What Makes a Deal Investable (and Why Most Aren’t)
Deal flow is abundant. Discipline is rare. We outline the specific criteria that separate opportunities we pursue from the hundreds we pass on each year.
- Investability is defined by what happens under stress—not by base-case projections
- Refinancing risk is the most underestimated structural vulnerability in today’s market
- We decline the majority of opportunities we review because most deals fail on structure, not on asset quality
Leverage: The Line Between Upside and Structural Risk
Leverage is the most direct expression of risk tolerance in real estate investing. Every lender sets limits. Every sponsor chooses a capital structure. The question is not whether to use leverage—it is how much leverage can be sustained through volatility without triggering a forced sale.
A deal financed at 75% LTV with floating-rate debt and a two-year maturity is not a leveraged investment. It is a refinancing gamble disguised as real estate. The asset may perform. The operations may execute. But if debt markets tighten at maturity, the sponsor is left negotiating extensions at punitive rates or selling into weakness.
We focus on leverage not as a way to amplify returns, but as a test of durability. Conservative LTV (typically 60–65%) paired with fixed-rate, long-term debt eliminates the binary outcome of a refinancing event. This is not about avoiding risk—it is about avoiding risks that do not pay us to take them.
Refinancing Risk in the Current Cycle
The maturity wall is not just a macro trend—it is the primary structural risk we evaluate. A deal that leans on a two-year bridge or a floating-rate bullet is exposed to refinancing volatility. Markets that were liquid in 2021 are more selective today, and lenders are demanding stronger coverage.
We require underwriting that extends beyond the first debt reset. Our scenarios explicitly model the refinancing outcome: rate, coverage, proceeds, and timing. If the deal fails in this scenario, it fails in the market.
Covering conservative DSCRs with realistic cash flow and validating liquidity sources is more important than chasing the densest money-on-money multiple.

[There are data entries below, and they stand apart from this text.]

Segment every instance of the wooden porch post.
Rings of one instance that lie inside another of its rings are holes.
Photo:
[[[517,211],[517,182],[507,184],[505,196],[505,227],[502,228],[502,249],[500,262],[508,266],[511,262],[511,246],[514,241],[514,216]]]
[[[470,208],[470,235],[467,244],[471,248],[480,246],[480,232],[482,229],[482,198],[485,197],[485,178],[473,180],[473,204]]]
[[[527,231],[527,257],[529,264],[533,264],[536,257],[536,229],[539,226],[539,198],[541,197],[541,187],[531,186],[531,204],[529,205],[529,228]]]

- Run bridge-case, stabilization-case, and stress-case refinancing scenarios
- Require equity to survive the stress-case without further fundraising
- Avoid floating-rate structures that reprice before stabilized NOI is proven
Operations and Alignment Matter More Than Narrative
The best story in the market is worthless if the property cannot execute. We dig into the sponsor’s operating plan, the team’s track record, and the alignment of incentives.
Execution is not just “doing the physical work.” It is about communicating with lenders, navigating permitting, and keeping reserves intact. Misalignment here often forces equity to inject unplanned capital or take a loss.
We partner with operators who have lived through multiple cycles and have clear escalation paths for challenges. That alignment protects time and capital.
Sooch Capital Filters
- We only underwrite to stress scenarios that include refinancing outcomes
- Every deal must generate cash flow that covers conservative debt and reserves
- Sponsors must demonstrate cycle-tested discipline
Important Disclosures
- Past performance does not guarantee future results. Investing involves risk of loss, including principal.
- This material is for informational purposes only and does not constitute an offering.